ARM FP16 instrin support in M1 chip

I want to know if FP16 intrin was supported. No any VADD.I16 q0, q1, q2 neon instructions was found in .s file. And the target value I set is:

target = "llvm --device=arm_cpu -mattr=+neon --mtriple=aarch64-arm-none-eabi -mcpu=armv8.2-a+fp16"

The LLVM version I used is 13.0.1, default target is arm64-apple-darwin21.2.0.

Any help was welcomed.

1 Like

the model can be converted to fp16 automatically whether using te.compute or relay.

Then just using float16 data to inference.

On my M1, following scripts work as expected

import numpy as np

import tvm
from tvm import relay, te

idtype = "float16"

x = te.placeholder(name="x", dtype=idtype, shape=[15, 10])
w = te.placeholder(name="w", dtype=idtype, shape=[20, 10])

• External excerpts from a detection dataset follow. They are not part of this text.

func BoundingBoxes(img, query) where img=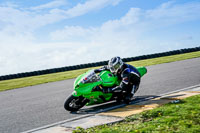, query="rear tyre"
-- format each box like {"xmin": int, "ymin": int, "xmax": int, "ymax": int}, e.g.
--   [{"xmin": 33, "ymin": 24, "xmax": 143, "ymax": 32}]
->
[{"xmin": 64, "ymin": 95, "xmax": 88, "ymax": 111}]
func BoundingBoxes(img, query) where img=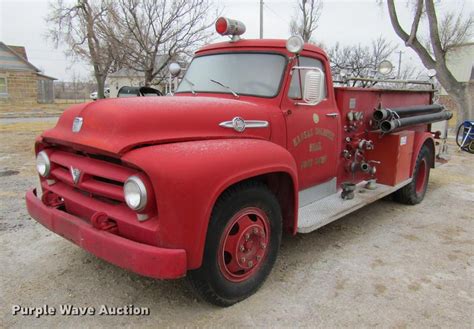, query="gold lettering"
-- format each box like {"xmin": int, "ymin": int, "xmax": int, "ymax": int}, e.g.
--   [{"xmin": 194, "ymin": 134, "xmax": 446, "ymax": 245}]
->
[{"xmin": 309, "ymin": 142, "xmax": 322, "ymax": 152}]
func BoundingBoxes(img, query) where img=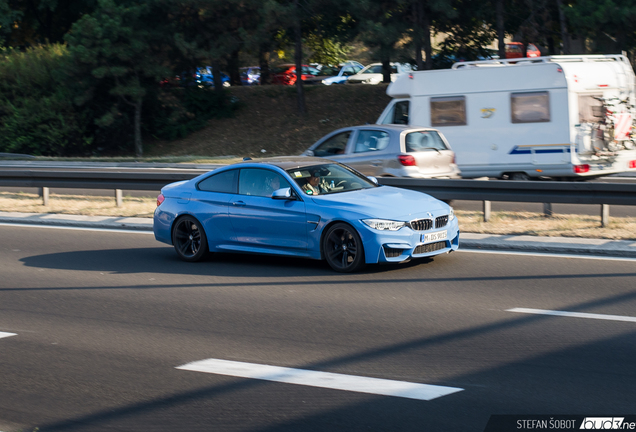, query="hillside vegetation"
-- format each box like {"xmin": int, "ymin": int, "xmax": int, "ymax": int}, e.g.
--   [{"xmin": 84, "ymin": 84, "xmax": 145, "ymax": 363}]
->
[{"xmin": 144, "ymin": 84, "xmax": 390, "ymax": 157}]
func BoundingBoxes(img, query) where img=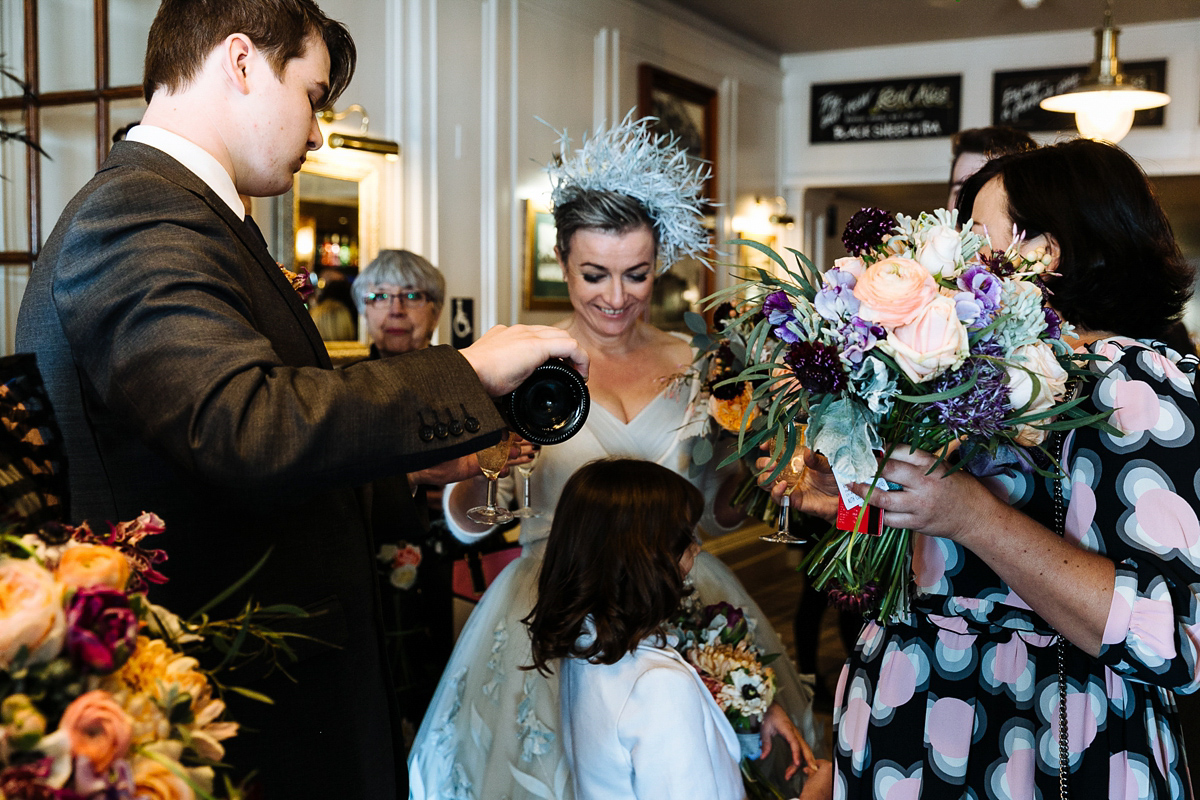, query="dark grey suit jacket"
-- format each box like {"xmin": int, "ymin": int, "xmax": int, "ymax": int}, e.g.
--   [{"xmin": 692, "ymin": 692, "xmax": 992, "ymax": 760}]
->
[{"xmin": 17, "ymin": 142, "xmax": 503, "ymax": 800}]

k = te.reduce_axis((0, 10), name="k")
out = te.compute(
    (15, 20), 
    lambda i,j: te.sum(x[i, k] * w[j, k], axis=k),    
)

sch = te.create_schedule(out.op)
tlinear = tvm.build(sch, [x, w, out])

dev = tvm.cpu()
a = tvm.nd.array(np.random.uniform(size=(15, 10)).astype(idtype), dev)
b = tvm.nd.array(np.random.uniform(size=(20, 10)).astype(idtype), dev)
c = tvm.nd.array(np.random.uniform(size=(15, 20)).astype(idtype), dev)

tlinear(a, b, c)
1 Like

I just wanted to note that you should be able to see sizable performance improvements from running FP16 on Apple M1. Check out the relay.transform.ToMixedPrecision pass to easily convert your model to FP16. I’ve also personally found that adding -mattr=+fullfp16 to the target string makes a big difference.

1 Like

Hi. I got this when apply fullfp16 on a decent interl CPU (should support fp16)

'+fullfp16' is not a recognized feature for this target (ignoring feature)

Unfortunately, Intel doesn’t have very good FP16 support as far as I know.

@jwfromm does M1 mac have fp16 support?

Yes, all the ARM based Macs should get great FP16 performance.